OSU officials plan to bring the updated travel policy before the Board of Regents for Oklahoma State University and the A&M Colleges at the board's Nov. 30 meeting at Langston University, OSU spokesman Gary Shutt said.
University officials are reviewing the proposed policy internally, Shutt said. He wouldn't discuss details of the policy Friday but said it addresses the types of planes employees may use for travel and requirements for pilots on university-related travel.
OSU officials convened a task force earlier this year to review the university's employee travel policy. The committee included representatives from the OSU faculty and administration, as well as aviation experts, alumni and a member of the Board of Regents, Shutt said.
The task force met seven times to review the university's policies and examine similar policies at other universities, Shutt said.
Cause not known
Federal officials haven't yet determined a cause of the crash. National Transportation Safety Board spokesman Terry Williams said the agency expects to release an accident report in early 2013.
At the time of the crash, the two coaches were traveling from Stillwater to Little Rock, Ark., on a recruiting trip. Olin Branstetter, 82, was piloting the single-engine Piper PA-28-180 Cherokee. Olin Branstetter, an accomplished pilot and licensed flight instructor, had occasionally flown university employees on similar trips.
Three days after the crash, OSU President Burns Hargis said in an email to former Phillips Petroleum Chairman Wayne Allen, an OSU alumnus, that the university would be looking at the possibility of tightening travel policies that cover coaches.
“When I was chairman, the Board would not allow me to fly in single-engine airplanes,” Allen said in an email to Hargis. “When they get the cause sorted out you might consider if it makes sense to have tighter rules. We have had more than our share of airplane accidents.”
In his response, Hargis said a similar rule applies to him.
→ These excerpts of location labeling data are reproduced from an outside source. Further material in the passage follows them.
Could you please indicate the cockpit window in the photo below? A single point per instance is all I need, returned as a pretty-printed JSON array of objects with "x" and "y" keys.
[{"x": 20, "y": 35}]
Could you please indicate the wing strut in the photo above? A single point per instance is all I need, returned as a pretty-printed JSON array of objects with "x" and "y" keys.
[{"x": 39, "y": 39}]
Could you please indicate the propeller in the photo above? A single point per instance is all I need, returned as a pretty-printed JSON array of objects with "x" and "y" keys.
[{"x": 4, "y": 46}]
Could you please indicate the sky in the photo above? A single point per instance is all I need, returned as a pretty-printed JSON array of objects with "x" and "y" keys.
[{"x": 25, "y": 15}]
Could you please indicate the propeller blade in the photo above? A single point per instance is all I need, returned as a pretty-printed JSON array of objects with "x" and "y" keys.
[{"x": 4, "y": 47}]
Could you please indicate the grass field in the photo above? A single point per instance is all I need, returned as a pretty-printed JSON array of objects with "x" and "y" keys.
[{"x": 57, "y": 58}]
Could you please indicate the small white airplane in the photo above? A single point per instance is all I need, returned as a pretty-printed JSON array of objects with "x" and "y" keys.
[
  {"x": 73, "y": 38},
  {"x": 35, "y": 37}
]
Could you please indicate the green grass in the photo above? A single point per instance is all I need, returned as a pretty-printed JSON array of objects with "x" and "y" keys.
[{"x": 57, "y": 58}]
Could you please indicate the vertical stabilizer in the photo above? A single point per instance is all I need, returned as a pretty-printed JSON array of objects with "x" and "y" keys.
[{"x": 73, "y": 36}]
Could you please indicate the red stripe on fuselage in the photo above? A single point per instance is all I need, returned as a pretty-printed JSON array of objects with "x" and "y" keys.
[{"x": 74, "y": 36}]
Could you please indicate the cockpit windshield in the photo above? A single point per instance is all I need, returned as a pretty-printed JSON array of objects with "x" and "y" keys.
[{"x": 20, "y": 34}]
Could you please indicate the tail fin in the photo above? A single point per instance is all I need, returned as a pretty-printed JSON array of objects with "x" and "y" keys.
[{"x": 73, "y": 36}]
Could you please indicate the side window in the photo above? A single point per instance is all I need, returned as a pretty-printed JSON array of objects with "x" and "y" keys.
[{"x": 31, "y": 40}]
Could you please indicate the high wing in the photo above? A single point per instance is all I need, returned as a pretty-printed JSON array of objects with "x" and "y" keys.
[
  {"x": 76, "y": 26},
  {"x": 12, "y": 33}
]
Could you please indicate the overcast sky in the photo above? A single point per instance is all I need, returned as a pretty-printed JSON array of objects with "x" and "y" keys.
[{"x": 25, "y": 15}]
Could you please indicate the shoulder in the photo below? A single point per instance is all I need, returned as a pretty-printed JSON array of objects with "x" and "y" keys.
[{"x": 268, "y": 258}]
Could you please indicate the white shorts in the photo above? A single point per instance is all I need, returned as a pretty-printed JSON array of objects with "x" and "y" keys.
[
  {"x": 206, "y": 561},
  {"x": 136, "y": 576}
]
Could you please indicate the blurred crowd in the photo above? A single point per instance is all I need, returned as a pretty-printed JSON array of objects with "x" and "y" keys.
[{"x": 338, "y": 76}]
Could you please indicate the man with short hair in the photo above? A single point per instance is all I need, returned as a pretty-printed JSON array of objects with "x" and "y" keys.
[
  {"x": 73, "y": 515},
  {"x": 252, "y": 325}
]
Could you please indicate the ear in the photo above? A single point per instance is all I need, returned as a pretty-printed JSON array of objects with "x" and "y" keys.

“We will look at the possibility of extending it to coaches although I already know the push back we will get ... from the coaches,” Hargis said in the email obtained under an open records request. “We'll review it nonetheless.”
Questions have surfaced since the crash about how the university's travel policy applies to coaches. The single-engine Piper did not meet the policy's requirement that aircraft used in university-related travel be “powered by two or more turbine engines.”
OSU officials have said that policy doesn't apply to coaches when they travel without student athletes.
However, a section of the policy deals specifically with coaches and athletic department staff traveling without students. It outlines what types of aircraft are acceptable for such trips. The section states that coaches traveling alone may use other aircraft that would be prohibited for team travel.
The policy then lists what appear to be minimum requirements for such other aircraft. Included in the list is a requirement that aircraft be “powered by two or more turbine engines.”
The proposed policy change would not be the first time OSU has revamped its travel policies for athletics.
The school did so after the Jan. 27, 2001, plane crash that killed two basketball players and eight other men associated with the school or its men's basketball program.